British musical group

Un-Cut were a British band from Manchester, England, composed of Darren Lewis and Tunde Babalola (2D) from the music production duo Future Cut, and vocalist Jenna Gibbons (Jenna G).

==History==
In 2001, prior to forming Un-Cut, First Cut and Jenna G first collaborated on the single "Obsession", which was released through drum and bass label Metalheadz. It was a number one hit on the UK Dance Chart.
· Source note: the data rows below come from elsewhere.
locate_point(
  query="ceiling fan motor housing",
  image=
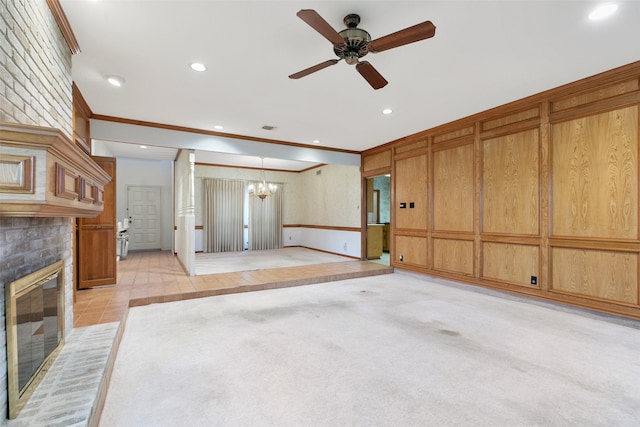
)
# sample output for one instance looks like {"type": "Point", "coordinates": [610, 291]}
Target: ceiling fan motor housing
{"type": "Point", "coordinates": [355, 41]}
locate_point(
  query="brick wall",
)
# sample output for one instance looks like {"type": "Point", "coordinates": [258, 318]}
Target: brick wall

In March 2003, Un-Cut reached number 26 on the UK Singles Chart with "Midnight", originally released on their own label, Wired, and selling over 10,000 copies. They were subsequently signing with WEA. They released an album titled The Un-Calculated Some (2003) on WEA. Their follow-up single, "Fallin'", appeared in the UK chart at number 63 for one week in June 2003, and the group were subsequently dropped by their label.

==Reception==
Chimp, a Manchester-based magazine, said Un-Cut were notable for their "more 'liquid', funkier, soul vision of D'n'B at a time of prevailing darkness within the genre". Drum and Bass UK said: "Un-Cut combined lush vocal melodies with intricate electronic production, creating a unique blend of drum and bass, R&B, and soul."

==Legacy==
From 2004, as Future Cut, Lewis and Babilola moved into production, mixing and songwriting, working with artists such as Shakira, Rihanna, Kelly Rowland, Paloma Faith, Kelis, Nicole Scherzinger, Dizzee Rascal, and Olly Murs. In 2006, they achieved a UK number 1 as co-writers on Lily Allen's single "Smile".

Jenna G continues to work as a singer-songwriter, DJ, and actor. In 2006, she released her solo album For Lost Friends. She also hosted a Saturday morning show on Radio 1Xtra and has worked with the likes of Chase and Status, Disclosure, Frankie Knuckles, Goldie, Netsky, Shy FX, and Zed Bias. As an actor, she has appeared in Shameless and Danny Boyle's TV film Strumpet (BBC 2) with Christopher Eccleston.